Nooscope mystery: The strange device of Putin's new man Anton Vaino
- Published

Russian President Vladimir Putin's new chief of staff Anton Vaino has reached the top shrouded in mystery.
He does not appear to have given any press interviews in his past career, and his official biography reveals little, beyond a steady rise over many years of service to the Kremlin.
Before his Kremlin promotion the Estonian-born high flyer served as a diplomat, including a stint at the Tokyo embassy.
But an investigation by BBC Russian into Mr Vaino's academic work reveals intriguing details about him and may offer clues about his worldview.
Like many officials of his generation, reports say he has a master's degree in economics and has contributed to various scientific publications.

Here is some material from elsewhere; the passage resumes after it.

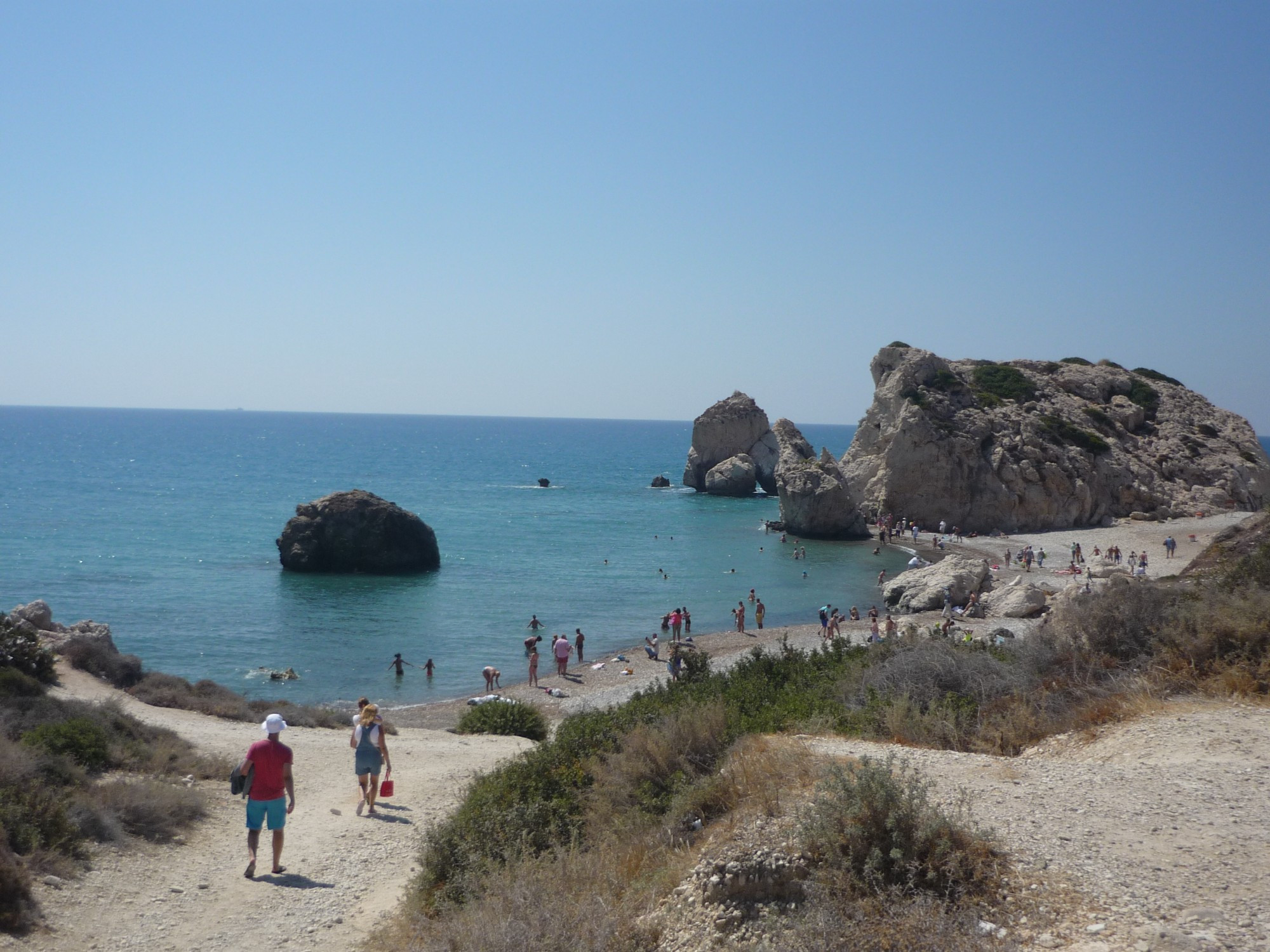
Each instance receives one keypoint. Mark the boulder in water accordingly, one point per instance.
(358, 532)
(816, 501)
(735, 477)
(732, 427)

In 2012 an article appeared in a specialist journal called Economics and Law written by an "AE Vaino" - widely believed to be one and the same person as Mr Putin's new chief of staff.
It was titled "The capitalisation of the future".
Levers of power
Written in a dense academic prose - which many Russian commentators this week said they found almost impossible to understand - and accompanied by even more complex charts and diagrams, the article outlines new ways of organising and understanding society.

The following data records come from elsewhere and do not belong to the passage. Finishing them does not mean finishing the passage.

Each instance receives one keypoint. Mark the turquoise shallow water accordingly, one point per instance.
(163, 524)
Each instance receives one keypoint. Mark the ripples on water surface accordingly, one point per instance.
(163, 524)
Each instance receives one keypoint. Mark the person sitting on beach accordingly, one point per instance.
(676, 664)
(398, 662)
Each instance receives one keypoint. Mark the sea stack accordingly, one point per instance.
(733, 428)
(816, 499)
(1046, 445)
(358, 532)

Mr Vaino argues that the economy and society in general have become too complex to manage by traditional means. Governments need to seek new ways of regulating and controlling them.
The article describes a new device called a "nooscope" which, it says, can tap into global consciousness and "detect and register changes in the biosphere and in human activity".
The "nooscope" bewildered many in Russia this week. Does the device really exist, they asked. What does it actually do? Is Mr Vaino really serious?
BBC Russian tracked down Viktor Sarayev, an award-winning economist and businessman who has co-authored a number of articles with Mr Vaino.
He described the nooscope as "a device that scans transactions between people, things and money", and claimed it was an invention of parallel significance to the telescope and the microscope.
But he was less forthcoming about whether it actually existed, or was still under development.
'Utopian idea'
Leading Russian academics meanwhile expressed deep scepticism about the theories and solutions propounded by Mr Vaino and his collaborators.
"There isn't any science in this," says Simon Kordonsky, a philosophy professor at Moscow's Higher School of Economics.
He dismissed the article as indulging in "mythological" hypotheses about the future which, he said, contrasted with the genuinely progressive ideas explored by the first generation of Russian reforming economists in the early post-Soviet years.
"If we evaluate this article by its meaning, then without doubt it's a cause for concern," says another philosopher from the same institute, Prof Vitaly Kourennoy.
"It represents a utopian idea which has no connection to science. It's propounding some kind of all-embracing system of government that has to be enforced by top officials."
Viewed from this perspective however, Mr Vaino's theories perhaps begin to make more sense.
They could actually be seen as part of a pattern that has emerged in Russian politics over the past decade, as President Putin has sought to reassert control after the chaos of the early 1990s.
Kremlin spin doctors
Some observers also draw parallels with the approach of one of Mr Vaino's predecessors - former presidential adviser and deputy prime minister Vladislav Surkov.
Dubbed by one Russian politician as "a puppet master who privatised the political system", Mr Surkov is credited with inventing the theory of "managed democracy", through which President Putin now runs Russia unchallenged.
Widely seen as a master of political spin, Mr Surkov specialised in manipulating information in a way which often left his interlocutors unsure as to where the facts ended and the fiction began.
This also appears to be an approach used by Dmitry Kiselyov, the powerful head of the state-run Russia Today media network, and a man often referred to as "the Kremlin's chief propagandist".
Tasked with broadcasting the Kremlin's point of view, both to Russians and the rest of the world, Mr Kiselyov told the BBC earlier this year that "the age of neutral journalism" had passed.
Blurred reality
In expounding his theories about the "nooscope" Anton Vaino seems to be echoing these more high-profile Kremlin colleagues.
There is no way to prove that the world "exists in reality and not in our imagination", he writes in the Economics and Law article, explaining why the nooscope is needed to interpret and manage world events.
Prof Kordonsky feels he has heard it all before.
"It's a state of mind," he told BBC Russian. "It's a rejection of the current realities. They want to change things but they don't want to understand what things are really like. They have a perception of potential greatness […] and they're suggesting a way of changing the country and building a better tomorrow."
If AE Vaino the political scientist and Anton Vaino the new chief of staff really are the same person, as most Russians presume, then the coming months may show if the nooscope can really deliver a "better tomorrow".